Thursday, August 4, 2005

Editorial: How could it happen?

Published in the Current

SCARBOROUGH (Aug 4, 2005): If the state is serious about driver safety – and they say they are, even recently stepping up police patrols on busy stretches of highways – it’s time for a registry of dangerous drivers, similar to the one we have for sex offenders.

A bad driver can pose a greater risk to more people in a single day than some sex offenders may in their whole lives. It’s time we knew who the worst drivers are, so we can protect ourselves and each other.

It’s shocking and tragic enough that Tina Turcotte of Scarborough was killed in a car crash last week. Our sympathies go out to her family and friends, who are no doubt reeling in shock. We hope they are also feeling love and support from those around them.

But what’s worse is that the driver of the truck has an extended history of traffic violations, including more than 42 convictions, has had his driver’s license suspended 19 times, and has been involved in five crashes, two of which have killed another driver.

Deputy Secretary of State Doug Dunbar said there are even more convictions that are not shown in state records, because of complications of the state’s computer system.

Scott Hewitt of Caribou, who was bailed out of jail just hours after the crash, might even be back on the road. The state has no way to know, and no way to prevent him from driving again.

And when he was driving Friday, Hewitt’s license was again under suspension, this time for failure to pay a court-imposed fine.

His state driving record starts when he was 19, showing Hewitt has had an average of more than three convictions every year.

Several of those convictions are for serious violations, including two for operating after suspension and one for operating after his license was revoked because he had so many driving-related convictions.

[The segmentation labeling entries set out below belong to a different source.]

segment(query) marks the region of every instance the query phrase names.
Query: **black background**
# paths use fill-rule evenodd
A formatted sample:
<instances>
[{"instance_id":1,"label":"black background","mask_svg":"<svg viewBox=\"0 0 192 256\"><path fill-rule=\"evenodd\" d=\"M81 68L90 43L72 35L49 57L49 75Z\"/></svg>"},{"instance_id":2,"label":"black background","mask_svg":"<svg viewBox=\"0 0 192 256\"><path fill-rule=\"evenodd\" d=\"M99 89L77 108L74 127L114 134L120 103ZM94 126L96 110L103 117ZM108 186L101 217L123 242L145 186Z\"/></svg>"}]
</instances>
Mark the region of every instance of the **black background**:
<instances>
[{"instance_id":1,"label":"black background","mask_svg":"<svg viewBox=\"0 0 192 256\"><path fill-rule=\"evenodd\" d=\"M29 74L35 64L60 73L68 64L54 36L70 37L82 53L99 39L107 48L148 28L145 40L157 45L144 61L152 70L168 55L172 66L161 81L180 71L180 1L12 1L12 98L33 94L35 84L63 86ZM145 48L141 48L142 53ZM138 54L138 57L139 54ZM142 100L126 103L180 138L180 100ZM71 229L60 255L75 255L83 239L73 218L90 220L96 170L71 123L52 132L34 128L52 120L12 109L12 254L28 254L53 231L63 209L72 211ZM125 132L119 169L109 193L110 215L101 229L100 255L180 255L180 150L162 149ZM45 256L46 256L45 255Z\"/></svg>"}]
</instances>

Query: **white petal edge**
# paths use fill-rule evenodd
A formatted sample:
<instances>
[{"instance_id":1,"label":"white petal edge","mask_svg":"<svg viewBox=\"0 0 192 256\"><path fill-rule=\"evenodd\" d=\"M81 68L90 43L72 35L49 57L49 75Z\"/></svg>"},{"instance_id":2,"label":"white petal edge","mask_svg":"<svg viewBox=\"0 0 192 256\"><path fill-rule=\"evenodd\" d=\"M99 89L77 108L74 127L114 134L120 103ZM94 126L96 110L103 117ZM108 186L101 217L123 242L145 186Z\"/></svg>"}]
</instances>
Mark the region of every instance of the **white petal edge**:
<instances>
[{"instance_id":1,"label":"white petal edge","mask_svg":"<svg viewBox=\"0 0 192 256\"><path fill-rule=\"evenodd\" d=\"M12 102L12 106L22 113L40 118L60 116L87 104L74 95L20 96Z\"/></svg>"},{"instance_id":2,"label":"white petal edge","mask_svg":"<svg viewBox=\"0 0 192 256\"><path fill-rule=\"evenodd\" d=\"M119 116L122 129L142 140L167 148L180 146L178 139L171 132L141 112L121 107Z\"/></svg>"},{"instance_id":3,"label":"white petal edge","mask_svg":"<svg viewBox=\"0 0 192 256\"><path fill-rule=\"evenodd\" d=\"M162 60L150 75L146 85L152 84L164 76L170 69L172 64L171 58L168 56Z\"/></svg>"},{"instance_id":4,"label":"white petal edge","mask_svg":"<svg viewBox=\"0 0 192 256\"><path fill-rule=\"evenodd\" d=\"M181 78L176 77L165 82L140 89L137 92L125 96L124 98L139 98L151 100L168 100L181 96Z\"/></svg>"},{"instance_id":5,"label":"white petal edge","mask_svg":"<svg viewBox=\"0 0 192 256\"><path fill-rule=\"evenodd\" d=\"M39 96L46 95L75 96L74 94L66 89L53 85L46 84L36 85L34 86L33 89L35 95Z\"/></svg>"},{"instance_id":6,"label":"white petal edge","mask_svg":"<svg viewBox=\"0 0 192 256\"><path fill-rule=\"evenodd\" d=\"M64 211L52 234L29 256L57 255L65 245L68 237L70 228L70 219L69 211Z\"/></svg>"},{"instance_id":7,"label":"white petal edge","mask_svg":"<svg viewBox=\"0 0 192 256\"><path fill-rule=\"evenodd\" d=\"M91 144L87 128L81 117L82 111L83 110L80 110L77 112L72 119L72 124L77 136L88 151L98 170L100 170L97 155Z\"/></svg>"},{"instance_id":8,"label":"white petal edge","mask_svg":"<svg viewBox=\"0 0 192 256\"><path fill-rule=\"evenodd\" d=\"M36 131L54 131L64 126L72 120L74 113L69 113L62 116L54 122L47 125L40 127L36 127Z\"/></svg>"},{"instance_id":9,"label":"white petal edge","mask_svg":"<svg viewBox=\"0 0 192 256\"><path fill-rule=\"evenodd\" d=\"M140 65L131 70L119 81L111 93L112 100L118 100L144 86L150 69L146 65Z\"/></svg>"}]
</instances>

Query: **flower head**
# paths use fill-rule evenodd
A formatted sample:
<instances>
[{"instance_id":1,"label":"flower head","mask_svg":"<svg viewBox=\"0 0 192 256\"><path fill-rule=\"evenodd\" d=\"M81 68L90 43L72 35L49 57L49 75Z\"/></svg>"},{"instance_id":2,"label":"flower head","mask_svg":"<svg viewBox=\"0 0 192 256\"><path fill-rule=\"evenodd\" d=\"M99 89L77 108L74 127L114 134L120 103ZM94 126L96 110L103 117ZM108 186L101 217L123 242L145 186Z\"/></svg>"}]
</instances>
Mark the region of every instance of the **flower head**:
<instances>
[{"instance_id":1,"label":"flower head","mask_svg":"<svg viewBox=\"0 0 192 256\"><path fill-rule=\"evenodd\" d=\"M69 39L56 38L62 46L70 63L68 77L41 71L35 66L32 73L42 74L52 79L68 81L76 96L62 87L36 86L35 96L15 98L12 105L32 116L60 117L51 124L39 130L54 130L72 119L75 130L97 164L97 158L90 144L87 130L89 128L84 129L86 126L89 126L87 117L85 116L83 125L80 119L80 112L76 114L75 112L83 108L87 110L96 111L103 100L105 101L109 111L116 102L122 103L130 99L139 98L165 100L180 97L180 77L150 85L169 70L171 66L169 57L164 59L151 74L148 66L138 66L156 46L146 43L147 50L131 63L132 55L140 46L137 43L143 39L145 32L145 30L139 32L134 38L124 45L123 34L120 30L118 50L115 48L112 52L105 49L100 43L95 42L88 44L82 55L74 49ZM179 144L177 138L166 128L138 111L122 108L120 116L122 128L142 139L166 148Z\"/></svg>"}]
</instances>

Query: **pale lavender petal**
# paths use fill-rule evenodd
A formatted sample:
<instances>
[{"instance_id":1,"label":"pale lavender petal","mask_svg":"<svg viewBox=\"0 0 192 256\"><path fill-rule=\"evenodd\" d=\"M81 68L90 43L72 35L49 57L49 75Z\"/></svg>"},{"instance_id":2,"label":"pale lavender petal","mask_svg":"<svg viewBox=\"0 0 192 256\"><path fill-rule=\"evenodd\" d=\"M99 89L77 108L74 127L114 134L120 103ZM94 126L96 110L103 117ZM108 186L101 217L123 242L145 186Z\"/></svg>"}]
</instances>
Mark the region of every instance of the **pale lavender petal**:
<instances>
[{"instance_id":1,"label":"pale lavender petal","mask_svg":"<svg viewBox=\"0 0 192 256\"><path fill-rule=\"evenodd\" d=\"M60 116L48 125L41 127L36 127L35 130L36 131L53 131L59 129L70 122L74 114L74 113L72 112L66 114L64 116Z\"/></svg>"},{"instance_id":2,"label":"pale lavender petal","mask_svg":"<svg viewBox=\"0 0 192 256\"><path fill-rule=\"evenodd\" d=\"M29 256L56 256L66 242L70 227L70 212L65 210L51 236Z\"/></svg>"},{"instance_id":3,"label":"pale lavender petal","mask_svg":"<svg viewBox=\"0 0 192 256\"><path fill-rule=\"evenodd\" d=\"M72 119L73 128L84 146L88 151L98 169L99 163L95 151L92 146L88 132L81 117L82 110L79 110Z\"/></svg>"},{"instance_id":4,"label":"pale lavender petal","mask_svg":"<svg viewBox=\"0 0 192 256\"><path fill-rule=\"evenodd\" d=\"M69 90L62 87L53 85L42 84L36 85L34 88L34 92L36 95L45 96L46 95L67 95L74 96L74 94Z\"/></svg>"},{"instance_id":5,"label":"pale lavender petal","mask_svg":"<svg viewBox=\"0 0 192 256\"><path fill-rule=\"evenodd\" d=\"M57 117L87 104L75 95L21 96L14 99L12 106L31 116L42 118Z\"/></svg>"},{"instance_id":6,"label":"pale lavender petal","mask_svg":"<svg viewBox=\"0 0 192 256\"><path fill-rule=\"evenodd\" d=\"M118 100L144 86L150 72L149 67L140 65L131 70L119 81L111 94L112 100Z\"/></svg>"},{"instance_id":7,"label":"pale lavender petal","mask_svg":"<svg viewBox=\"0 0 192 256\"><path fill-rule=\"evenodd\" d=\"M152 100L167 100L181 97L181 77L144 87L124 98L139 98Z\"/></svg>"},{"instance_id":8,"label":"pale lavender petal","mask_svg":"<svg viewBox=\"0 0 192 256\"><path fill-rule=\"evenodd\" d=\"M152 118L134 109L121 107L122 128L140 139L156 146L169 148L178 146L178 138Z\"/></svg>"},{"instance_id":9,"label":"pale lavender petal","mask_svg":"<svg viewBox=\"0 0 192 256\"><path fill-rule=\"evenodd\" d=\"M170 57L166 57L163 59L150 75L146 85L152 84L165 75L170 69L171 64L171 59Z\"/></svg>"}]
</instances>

Among his 16 speeding convictions are four for driving double the posted speed limit – 50 mph in a 25 mph zone, 59 mph in a 30 mph zone, 53 mph in a 25 mph zone and 29 mph in a 15 mph zone. He also was convicted for breaking commercial trucking rules 10 times.

That’s just Hewitt. What’s even more scary is that there are others we don't know about. The state needs a way to get drivers them off the road, permanently.

Right now, there’s no way a person’s driver’s license can be permanently revoked. Even a person convicted of driving drunk and causing an accident that kills a person can appeal a revocation after 10 years.

It’s true that there is no practical way to monitor a person to make sure that they are never actually behind the wheel of a car. And such a person can still drive, and can get away with it.

There are parallels here with sex offenders, who also cannot practically be physically monitored to keep them away from children or other potential victims. They must be allowed to go about their lives after serving their sentences.

But they potentially pose a danger to the general public, and enough convicted sex offenders have committed subsequent offenses to generate public outcry.

Gov. John Baldacci has asked for a review to see what the state can do better.

It’s time for Maine to have a dangerous driver registry. After some number of convictions for traffic infractions – say six over three years – or even just one of a very serious nature, like doubling the speed limit, a person should be placed in a public registry for a period of time.

Residents in their communities should be notified. The dangerous drivers should have to register with their local police, and should know that their neighbors are watching them closely.

While that might not make the dangerous drivers reform, it would help neighbors in their communities to know what’s going on, and perhaps encourage the neighbors to call police when the offender backs out of the driveway.

Roads are public spaces, and when dangerous people are in control of heavy machines, we are all at risk.